In Chapter 4, I investigated the ability of complementary lead (Pb) stable isotope, trace element, and growth rate analyses to discriminate regional (GoM vs. Atlantic) Kemp’s ridley sea turtle habitat use. Through multiple quadratic discriminant function analyses, I found that 208Pb:206Pb could be used to classify turtles to stranding region with exceptional accuracy (94.1 %), whereas somatic growth rates in conjunction with Sr:Ca, Cu:Ca, Ba:Ca, Mg:Ca, and Zn:Ca had a correct classification success rate of 79.5 %. These results suggest that Pb stable isotopes, and possibly somatic growth rates, may provide a useful tool for studying Atlantic-to-GoM ontogenetic shifts in this and other sea turtle species in the future.

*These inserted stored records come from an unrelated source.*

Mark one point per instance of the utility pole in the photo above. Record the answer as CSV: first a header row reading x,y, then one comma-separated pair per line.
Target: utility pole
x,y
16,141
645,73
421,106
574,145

In Chapter 5, I used a spatially explicit, age-structured matrix population model to evaluate the relative contribution of Atlantic Kemp’s ridley sea turtles to population growth and recovery prior to 2010. I specifically evaluated sensitivity to changes in key transition probabilities that describe the movement of turtles among habitats and life stages within the western North Atlantic Ocean. My model simulations suggest that Atlantic turtles were a strong contributor to Kemp’s ridley population growth during the species’ pre-2010 recovery and are unlikely to influence recovery time, even under the most extreme scenarios evaluated. Future work will include simulations under stable or declining population growth rate indicators, as have been observed in the species since 2010.
Taken together, this study filled some critical knowledge gaps in our understanding of the relationship between multiple ecological and environmental factors (oil spills, climate, population density, foraging ecology, habitat use) and Kemp’s ridley sea turtle somatic growth and population dynamics. This research also highlighted the importance of continued collection and study of stranded turtle tissues as they provide a means to investigate otherwise intractable research questions in sea turtle ecology.